The team discovers that Silva is already a cop, having been assigned by Internal Affairs to infiltrate training and find a possible mole in her squad. Reese then saves Silva from a drive-by shooting and confesses her real role. Fusco (Kevin Chapman) and Shaw (Sarah Shahi) follow the shooter to a gym where he meets with members of The Brotherhood. Through cues, Finch (Michael Emerson) eventually realizes that "Mini" is actually Dominic (Winston Duke), leader of the gang. Later that night, Dominic meets with the mole, Officer Ortiz (Mike Figueroa). Ortiz is ordered to Silva's files from her supervisor as well as stealing files from the academy's commandant for Dominic.

Reese and Silva find that her supervisor has been killed at his home and evidence points to Silva. Gathering evidence with Reese and Fusco, Silva deduces that Ortiz is the mole. They locate him in Spanish Harlem and save Ortiz from being killed by Cartel members. They flee when a Cartel member activates an alarm, taking Ortiz with them. Pursued by hitmen, they escape through a pool to the sewers and Ortiz is arrested. Dominic then meets with the cartel leader and kills him.

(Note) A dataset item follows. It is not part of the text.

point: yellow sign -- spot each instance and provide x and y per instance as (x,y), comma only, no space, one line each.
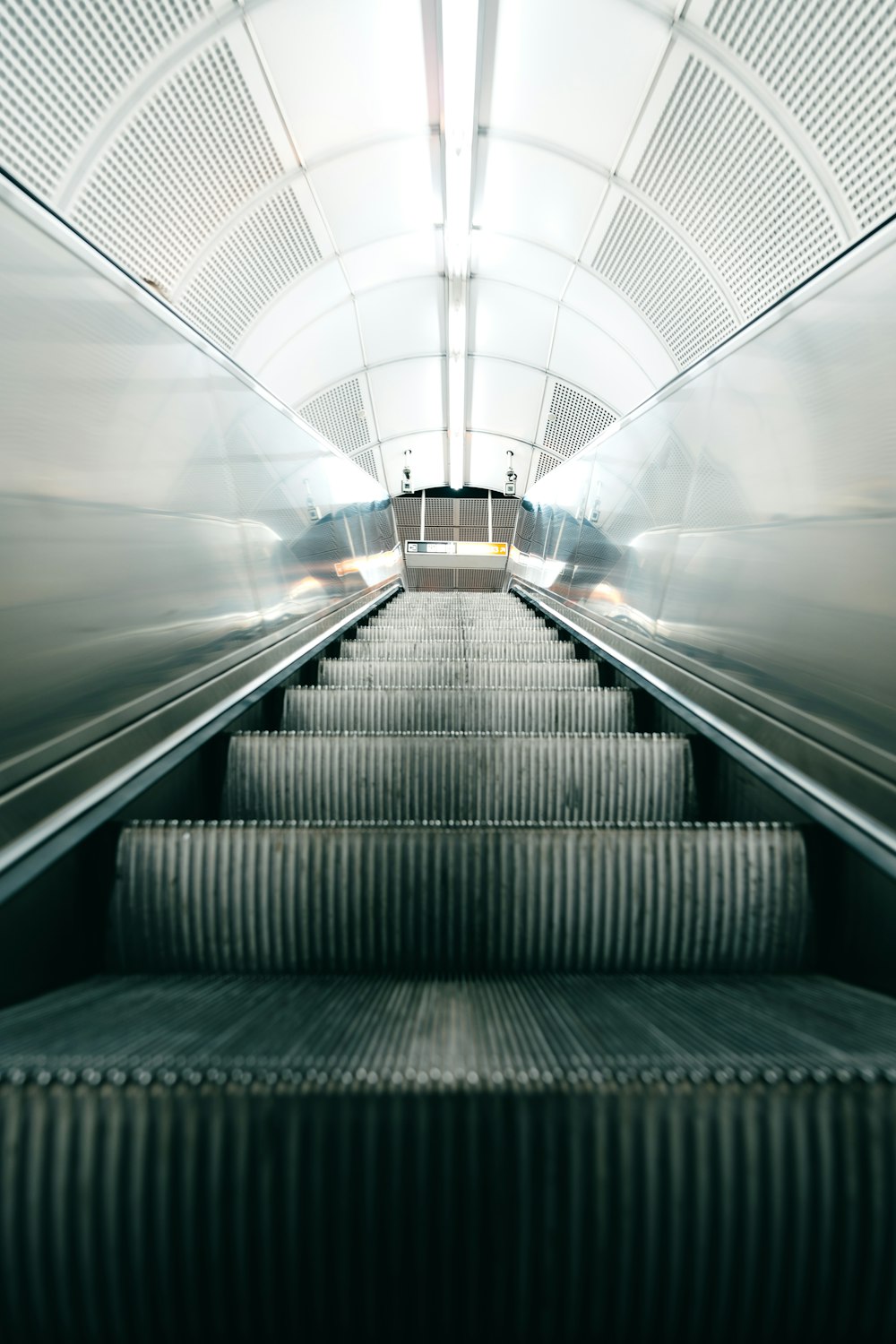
(481,548)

Ortiz's confession exonerates Silva and improves Reese's standing in front of Internal Affairs. Reese then talks with Finch about the connections with Dominic and is informed of their new number: Carl Elias. Samaritan has seemingly located Shaw at her job and sends Rousseau there. She tries contacting Shaw with the same app that Romeo used but she keeps declining calls. She receives a slightly more corrected picture of Shaw and recognizes her. Shaw immediately sees Rousseau as she draws her weapon out.

==Reception==
===Viewers===
In its original American broadcast, "Point of Origin" was seen by an estimated 9.87 million household viewers and gained a 1.6/5 ratings share among adults aged 18–49, according to Nielsen Media Research. This means that 1.6 percent of all households with televisions watched the episode, while 5 percent of all households watching television at that time watched it. This was a 8% increase in viewership from the previous episode, which was watched by 9.11 million viewers with a 1.3/4 in the 18-49 demographics. With these ratings, Person of Interest was the third most watched show on CBS for the night, behind NCIS: New Orleans and NCIS, second on its timeslot and fifth for the night in the 18-49 demographics, behind Chicago Fire, NCIS: New Orleans, NCIS, and The Voice.

With Live +7 DVR factored in, the episode was watched by 13.70 million viewers with a 2.5 in the 18-49 demographics.

===Critical reviews===
"Point of Origin" received positive reviews from critics. Matt Fowler of IGN gave the episode a "great" 8 out of 10 rating and wrote in his verdict, "'Point of Origin' was good, but we all know the heights POI can reach. The 'number of the week' tied into Dominic and his plot to take out Elias, so nothing here was disposable. Not at all. But this also wasn't POI firing on all cylinders. Though it sure looks like next week's chapter will be."

Alexa Planje of The A.V. Club gave the episode an "A−" grade and wrote, "Person of Interest is so compelling partly because of its interest in psychology and human behavior, but also because it takes the time to reveal characters' specific thought processes. Sometimes telling can be just as effective as showing. At this juncture, the combination of both makes anticipation for the inevitable showdowns all the more thrilling."